I’d learn as an adult that there was a method to my parents’ madness, when it came to media censorship. My parents didn’t really care about whether or not I’d see nudity or teen drinking, but were terrified that I’d learn about sex and intimacy from a movie where a teen boy decides to stream the loss of his virginity online for his friends to watch along. It’s no secret that sexual education in American schools is severely lacking, and while I may have thought I knew everything there was to know about sex at the time of viewing, it’s honestly a minor miracle that I had a normal development after watching the film.
I don’t think all the controversy was called for, and I’m sure that some parents banning their kids from watching the movie had more simplistic concerns. But, on my most recent re-watch, I’ve grown to understand that my parents were probably right: I shouldn’t have seen this so young, and I hope that any young teens watching the film today get a long talk about what sex is actually like, and learn the importance of consent. (Are kids still watching American Pie? I don’t know what they like these days).
Look: I’m not trying to cancel American Pie, a 20-year-old film whose impact on American cinema has already been made. To do so would be silly, and disingenuous. Because I still like this movie, at least in parts! I still listen to large chunks of the soundtrack, I still think about Jennifer Coolidge’s legendary turn as Stifler’s mom, and I still laugh at Alyson Hannigan’s oft-quoted line about what she did to her flute. Hell, I even like American Pie 2. But if I’ve learned anything over the past few years, it’s that we need to learn to qualify our affection for older films made in less sensitive times. It’s okay to have complicated relationships with films, especially if they are tied to nostalgic memories. What’s not okay is pretending that the film is fine when it broadcasts dangerous messages.

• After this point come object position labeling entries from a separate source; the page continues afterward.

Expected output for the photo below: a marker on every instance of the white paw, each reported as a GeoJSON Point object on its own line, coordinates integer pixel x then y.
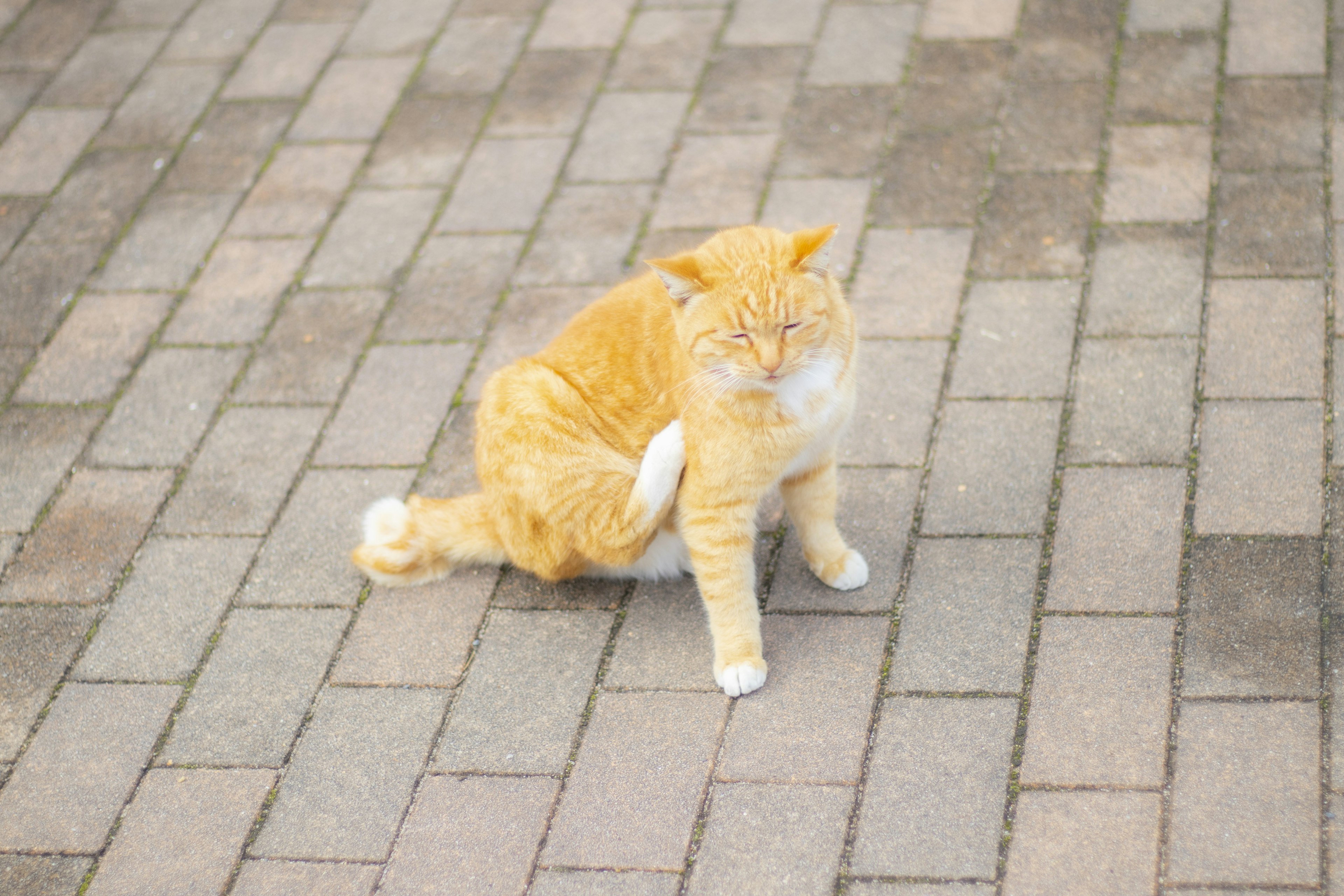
{"type": "Point", "coordinates": [386, 522]}
{"type": "Point", "coordinates": [740, 679]}
{"type": "Point", "coordinates": [855, 573]}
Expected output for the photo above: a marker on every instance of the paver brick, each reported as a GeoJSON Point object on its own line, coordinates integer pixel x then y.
{"type": "Point", "coordinates": [1016, 340]}
{"type": "Point", "coordinates": [454, 287]}
{"type": "Point", "coordinates": [1085, 843]}
{"type": "Point", "coordinates": [909, 282]}
{"type": "Point", "coordinates": [471, 835]}
{"type": "Point", "coordinates": [353, 99]}
{"type": "Point", "coordinates": [37, 447]}
{"type": "Point", "coordinates": [244, 471]}
{"type": "Point", "coordinates": [42, 147]}
{"type": "Point", "coordinates": [167, 610]}
{"type": "Point", "coordinates": [526, 660]}
{"type": "Point", "coordinates": [810, 722]}
{"type": "Point", "coordinates": [93, 528]}
{"type": "Point", "coordinates": [504, 184]}
{"type": "Point", "coordinates": [967, 616]}
{"type": "Point", "coordinates": [94, 348]}
{"type": "Point", "coordinates": [1100, 703]}
{"type": "Point", "coordinates": [351, 777]}
{"type": "Point", "coordinates": [769, 839]}
{"type": "Point", "coordinates": [1134, 401]}
{"type": "Point", "coordinates": [37, 644]}
{"type": "Point", "coordinates": [371, 429]}
{"type": "Point", "coordinates": [81, 768]}
{"type": "Point", "coordinates": [167, 407]}
{"type": "Point", "coordinates": [1260, 469]}
{"type": "Point", "coordinates": [1245, 798]}
{"type": "Point", "coordinates": [284, 61]}
{"type": "Point", "coordinates": [183, 832]}
{"type": "Point", "coordinates": [419, 637]}
{"type": "Point", "coordinates": [1252, 618]}
{"type": "Point", "coordinates": [299, 191]}
{"type": "Point", "coordinates": [236, 293]}
{"type": "Point", "coordinates": [994, 468]}
{"type": "Point", "coordinates": [256, 687]}
{"type": "Point", "coordinates": [307, 556]}
{"type": "Point", "coordinates": [875, 510]}
{"type": "Point", "coordinates": [639, 782]}
{"type": "Point", "coordinates": [1119, 540]}
{"type": "Point", "coordinates": [936, 789]}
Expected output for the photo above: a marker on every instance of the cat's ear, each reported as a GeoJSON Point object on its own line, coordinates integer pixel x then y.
{"type": "Point", "coordinates": [812, 250]}
{"type": "Point", "coordinates": [680, 274]}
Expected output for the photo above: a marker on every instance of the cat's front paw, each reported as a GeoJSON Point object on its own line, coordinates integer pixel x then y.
{"type": "Point", "coordinates": [744, 678]}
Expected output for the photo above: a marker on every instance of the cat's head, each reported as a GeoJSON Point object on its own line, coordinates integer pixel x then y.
{"type": "Point", "coordinates": [755, 304]}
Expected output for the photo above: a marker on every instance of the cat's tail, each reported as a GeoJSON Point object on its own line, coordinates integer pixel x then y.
{"type": "Point", "coordinates": [422, 539]}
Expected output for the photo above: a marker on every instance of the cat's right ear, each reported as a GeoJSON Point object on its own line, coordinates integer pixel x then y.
{"type": "Point", "coordinates": [680, 274]}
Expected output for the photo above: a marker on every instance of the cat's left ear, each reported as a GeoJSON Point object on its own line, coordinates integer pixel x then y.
{"type": "Point", "coordinates": [812, 250]}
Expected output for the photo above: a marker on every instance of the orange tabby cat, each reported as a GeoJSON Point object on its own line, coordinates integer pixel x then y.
{"type": "Point", "coordinates": [736, 363]}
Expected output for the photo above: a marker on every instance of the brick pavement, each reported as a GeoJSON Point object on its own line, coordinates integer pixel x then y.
{"type": "Point", "coordinates": [259, 256]}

Earlier this year, Netflix debuted a new series, Sex Education. The show was fun, but it was also not really for me. This show, about a teen who becomes a sex therapist of sorts for his peers, is very clearly meant for younger viewers. And I think that’s a wonderful thing. I’m so happy that teens today get a sex comedy that’s raunchy, but also emphasizes the importance of consent, encourages men to talk to women and understand their wants and needs, and includes queer sex in their lessons. As much as I loved American Pie as a kid, I think I’d rather live in a world with stories like Sex Education. I think I would have gotten more out of it.